Die Tricks der GEZ (-Fahnder)

Säbelrasseln und Drohgebärden
Da die GEZ-Fahnder keine wirklichen Befugnisse haben, versuchen sie häufig durch forsches Auftreten, List oder Drohungen an die erforderlichen Informationen zu gelangen. Lassen Sie sich also nicht täuschen oder überrumpeln. Der häufig zitierte Peilwagen mit der Antenne auf dem Dach gehört nicht zur GEZ, sondern zur Regulierungsbehörde für Post- und Telekommunikation. Damit kann nicht festgestellt werden, wer fernsieht, sondern wo nicht-entstörte elektronische Geräte betrieben werden.

Die Tricks der GEZ (-Fahnder)

Fangfragen
Anstatt sich von vornherein klipp und klar als GEZ-Fahnder auszuweisen und nach dem Besitz von Empfangsgeräten zu fragen, beginnen sie das Haustürgespräch häufig mit angeblich statistischen Fragen: „Guten Tag, wir machen eine Umfrage für den WDR. Welches ist Ihre Lieblings-Quiz-Show?“ Wer hier wahrheitsgemäß antwortet, hat es schwer, hinterher zu beteuern, dass er grundsätzlich kein fernsieht und deshalb auch kein Gerät anmelden müsste.

Die Tricks der GEZ (-Fahnder)

Geräte abmelden
Wer ein Gerät bei der GEZ abmelden möchte, ist gut beraten, dies in aller Förmlichkeit zu tun. Genaue Angaben zum Kündigungszeitpunkt und zu den Geräten sollten schriftlich fixiert und dann per Einschreiben mit Rückschein an die GEZ geschickt werden. Am besten bestehen Sie auch auf einer offiziellen Bestätigung Ihrer Kündigung, da die GEZ diese nämlich nicht von sich aus verschickt. Wenn Sie standardmäßig aufgefordert werden, über die Gründe für Ihre Kündigung und den Verbleib Ihrer Empfangsgeräte Rechenschaft abzulegen, sind Sie zu keiner Auskunft verpflichtet. Die GEZ versucht über diese Methode sogar zu erfahren, an wen Sie die Geräte möglicherweise verkauft oder verschenkt haben.

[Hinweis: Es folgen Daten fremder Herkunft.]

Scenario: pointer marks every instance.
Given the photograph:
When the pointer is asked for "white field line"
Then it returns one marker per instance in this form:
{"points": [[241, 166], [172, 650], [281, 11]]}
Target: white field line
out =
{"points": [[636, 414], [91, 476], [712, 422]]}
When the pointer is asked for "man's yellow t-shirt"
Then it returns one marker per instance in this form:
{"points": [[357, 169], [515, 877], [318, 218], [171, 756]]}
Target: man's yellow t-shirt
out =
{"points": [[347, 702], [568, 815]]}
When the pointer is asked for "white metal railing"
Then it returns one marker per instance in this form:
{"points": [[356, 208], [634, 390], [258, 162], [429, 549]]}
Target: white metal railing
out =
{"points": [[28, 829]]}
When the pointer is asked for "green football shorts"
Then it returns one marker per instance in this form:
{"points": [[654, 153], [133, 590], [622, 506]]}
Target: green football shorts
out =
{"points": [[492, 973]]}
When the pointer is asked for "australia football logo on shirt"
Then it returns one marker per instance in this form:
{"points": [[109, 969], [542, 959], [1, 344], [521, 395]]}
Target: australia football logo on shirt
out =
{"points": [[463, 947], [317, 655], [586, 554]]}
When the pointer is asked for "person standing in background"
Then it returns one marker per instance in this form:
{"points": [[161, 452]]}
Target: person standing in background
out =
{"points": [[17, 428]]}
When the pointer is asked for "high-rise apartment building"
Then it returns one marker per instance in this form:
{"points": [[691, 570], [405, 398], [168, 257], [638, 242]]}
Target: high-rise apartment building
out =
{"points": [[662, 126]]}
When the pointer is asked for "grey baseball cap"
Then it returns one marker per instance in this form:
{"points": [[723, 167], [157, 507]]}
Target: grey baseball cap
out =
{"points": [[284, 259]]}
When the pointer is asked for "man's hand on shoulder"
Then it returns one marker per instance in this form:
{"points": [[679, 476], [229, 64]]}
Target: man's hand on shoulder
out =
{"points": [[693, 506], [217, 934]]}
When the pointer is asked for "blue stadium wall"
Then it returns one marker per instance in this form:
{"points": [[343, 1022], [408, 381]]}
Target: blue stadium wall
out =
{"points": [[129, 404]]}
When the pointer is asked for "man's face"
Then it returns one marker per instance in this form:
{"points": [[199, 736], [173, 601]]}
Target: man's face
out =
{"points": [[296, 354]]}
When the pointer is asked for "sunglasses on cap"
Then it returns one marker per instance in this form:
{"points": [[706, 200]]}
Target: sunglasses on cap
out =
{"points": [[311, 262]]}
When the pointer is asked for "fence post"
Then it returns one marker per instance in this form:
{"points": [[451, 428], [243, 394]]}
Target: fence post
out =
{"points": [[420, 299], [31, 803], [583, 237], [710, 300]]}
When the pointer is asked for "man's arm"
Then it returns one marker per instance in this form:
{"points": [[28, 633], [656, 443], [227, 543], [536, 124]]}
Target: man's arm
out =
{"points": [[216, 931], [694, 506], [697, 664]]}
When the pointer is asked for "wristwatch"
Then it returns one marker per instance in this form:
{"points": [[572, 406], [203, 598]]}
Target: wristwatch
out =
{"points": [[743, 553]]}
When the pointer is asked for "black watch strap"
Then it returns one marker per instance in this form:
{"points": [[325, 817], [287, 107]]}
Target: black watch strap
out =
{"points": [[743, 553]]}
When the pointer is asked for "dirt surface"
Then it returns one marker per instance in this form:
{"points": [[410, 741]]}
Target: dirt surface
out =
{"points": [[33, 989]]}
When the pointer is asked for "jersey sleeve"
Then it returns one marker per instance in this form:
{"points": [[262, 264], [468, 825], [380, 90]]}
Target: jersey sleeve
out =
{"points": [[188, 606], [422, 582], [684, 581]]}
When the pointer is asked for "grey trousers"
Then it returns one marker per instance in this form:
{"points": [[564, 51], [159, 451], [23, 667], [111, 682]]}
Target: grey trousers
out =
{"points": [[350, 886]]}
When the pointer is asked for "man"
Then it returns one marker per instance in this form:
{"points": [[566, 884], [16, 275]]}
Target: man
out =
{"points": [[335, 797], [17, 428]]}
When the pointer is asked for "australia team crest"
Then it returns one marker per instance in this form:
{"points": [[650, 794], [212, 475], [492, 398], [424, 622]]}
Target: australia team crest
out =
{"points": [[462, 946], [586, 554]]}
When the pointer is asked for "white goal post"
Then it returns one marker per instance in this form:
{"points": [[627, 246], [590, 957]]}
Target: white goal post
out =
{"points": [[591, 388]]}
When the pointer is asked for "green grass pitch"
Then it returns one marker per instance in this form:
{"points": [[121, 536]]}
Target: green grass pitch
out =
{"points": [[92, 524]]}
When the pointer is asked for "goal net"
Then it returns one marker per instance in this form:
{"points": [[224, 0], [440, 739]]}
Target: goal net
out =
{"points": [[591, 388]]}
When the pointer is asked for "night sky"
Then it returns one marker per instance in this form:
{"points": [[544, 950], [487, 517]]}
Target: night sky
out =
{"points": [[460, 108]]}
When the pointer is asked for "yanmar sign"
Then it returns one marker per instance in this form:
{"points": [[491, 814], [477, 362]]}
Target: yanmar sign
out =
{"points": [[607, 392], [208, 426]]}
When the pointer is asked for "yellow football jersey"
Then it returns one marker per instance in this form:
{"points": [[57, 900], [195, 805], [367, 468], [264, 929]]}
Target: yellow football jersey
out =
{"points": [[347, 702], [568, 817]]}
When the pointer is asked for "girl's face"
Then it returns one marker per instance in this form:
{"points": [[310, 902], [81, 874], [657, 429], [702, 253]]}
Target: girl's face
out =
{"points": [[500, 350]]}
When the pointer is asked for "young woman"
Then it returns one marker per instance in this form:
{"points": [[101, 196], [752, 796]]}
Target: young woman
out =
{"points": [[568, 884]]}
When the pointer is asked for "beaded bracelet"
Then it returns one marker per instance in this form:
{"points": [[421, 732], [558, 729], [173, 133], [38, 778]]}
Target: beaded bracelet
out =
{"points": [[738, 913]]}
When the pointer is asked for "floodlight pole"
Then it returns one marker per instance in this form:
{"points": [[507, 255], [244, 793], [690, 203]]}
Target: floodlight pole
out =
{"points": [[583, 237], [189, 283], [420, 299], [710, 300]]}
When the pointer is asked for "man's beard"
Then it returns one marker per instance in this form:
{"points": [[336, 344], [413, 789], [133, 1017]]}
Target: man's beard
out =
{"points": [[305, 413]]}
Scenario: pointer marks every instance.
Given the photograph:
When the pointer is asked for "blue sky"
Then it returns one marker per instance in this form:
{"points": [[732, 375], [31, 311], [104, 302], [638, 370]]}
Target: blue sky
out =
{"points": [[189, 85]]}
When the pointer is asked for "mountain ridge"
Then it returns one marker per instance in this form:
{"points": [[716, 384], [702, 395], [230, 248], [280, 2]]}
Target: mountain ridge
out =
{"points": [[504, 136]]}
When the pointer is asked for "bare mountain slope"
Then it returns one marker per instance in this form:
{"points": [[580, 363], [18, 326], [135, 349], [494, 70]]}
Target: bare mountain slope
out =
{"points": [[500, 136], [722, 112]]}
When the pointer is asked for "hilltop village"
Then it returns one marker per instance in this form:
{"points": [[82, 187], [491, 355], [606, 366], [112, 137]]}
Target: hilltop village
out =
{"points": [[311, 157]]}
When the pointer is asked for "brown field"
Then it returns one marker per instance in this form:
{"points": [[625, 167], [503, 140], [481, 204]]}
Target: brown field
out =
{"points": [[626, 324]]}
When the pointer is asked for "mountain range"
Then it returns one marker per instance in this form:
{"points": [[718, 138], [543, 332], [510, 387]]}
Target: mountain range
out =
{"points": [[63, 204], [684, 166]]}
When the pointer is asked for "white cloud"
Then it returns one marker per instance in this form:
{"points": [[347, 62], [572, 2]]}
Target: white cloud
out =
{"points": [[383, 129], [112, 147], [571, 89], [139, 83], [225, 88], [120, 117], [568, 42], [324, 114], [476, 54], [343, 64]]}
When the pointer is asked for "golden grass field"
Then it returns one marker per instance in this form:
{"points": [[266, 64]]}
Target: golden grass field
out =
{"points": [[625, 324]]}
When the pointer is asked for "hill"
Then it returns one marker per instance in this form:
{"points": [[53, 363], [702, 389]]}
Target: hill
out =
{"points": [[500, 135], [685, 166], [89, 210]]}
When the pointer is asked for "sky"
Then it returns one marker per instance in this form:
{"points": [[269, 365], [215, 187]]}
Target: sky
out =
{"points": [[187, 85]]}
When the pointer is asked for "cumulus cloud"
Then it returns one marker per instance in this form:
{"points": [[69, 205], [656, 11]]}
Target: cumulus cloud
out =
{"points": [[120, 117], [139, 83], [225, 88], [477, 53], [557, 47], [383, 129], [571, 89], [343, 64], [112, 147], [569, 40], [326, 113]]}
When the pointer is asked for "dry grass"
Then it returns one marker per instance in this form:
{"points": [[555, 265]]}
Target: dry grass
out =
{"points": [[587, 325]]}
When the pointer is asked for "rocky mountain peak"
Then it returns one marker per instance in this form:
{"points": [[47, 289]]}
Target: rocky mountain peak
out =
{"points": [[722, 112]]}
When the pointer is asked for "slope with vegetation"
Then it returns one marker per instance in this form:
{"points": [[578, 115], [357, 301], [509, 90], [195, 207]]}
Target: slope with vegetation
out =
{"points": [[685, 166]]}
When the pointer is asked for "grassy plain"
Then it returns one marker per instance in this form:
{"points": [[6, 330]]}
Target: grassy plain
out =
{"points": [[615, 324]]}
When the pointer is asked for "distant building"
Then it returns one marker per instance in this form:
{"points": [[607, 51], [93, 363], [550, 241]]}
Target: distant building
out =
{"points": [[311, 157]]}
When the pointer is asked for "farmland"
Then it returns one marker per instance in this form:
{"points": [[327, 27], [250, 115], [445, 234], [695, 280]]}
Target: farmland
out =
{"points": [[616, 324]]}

Die Tricks der GEZ (-Fahnder)

Nachzahlungen
Wer beim Schwarzsehen erwischt wurde oder aus Pflichtbewusstsein bereit ist, seine Geräte anzumelden, sollte vorsichtig sein, wenn die Fahnder fragen, wie lange Sie die Radios und Fernseher schon besitzen. Unabhängig davon, ob Sie die Geräte in der Vergangenheit benutzt haben, Sie müssen in jedem Fall die vollen Gebühren für den in Frage stehenden Zeitraum nachzahlen. Wenn Sie also geistesgegenwärtig antworten, „seit gestern“, dann muss der Fahnder Ihnen das glauben.

Die Tricks der GEZ (-Fahnder)

Provision einstreichen
Die GEZ-Fahnder arbeiten in der Regel auf Provisionsbasis. Je mehr Schwarzseher sie erwischen, je höher Nachzahlungen ausfallen, je mehr Informationen Sie von Ihnen über Mitbewohner oder Nachbarn erhalten, umso mehr Geld können sie für sich herausschlagen. Behalten Sie diesen Umstand immer im Hinterkopf. Es geht den Fahndern nicht primär um eine gute Zusammenarbeit mit Ihnen, sondern um das "Kopfgeld“, das sie am Ende Monats einstreichen.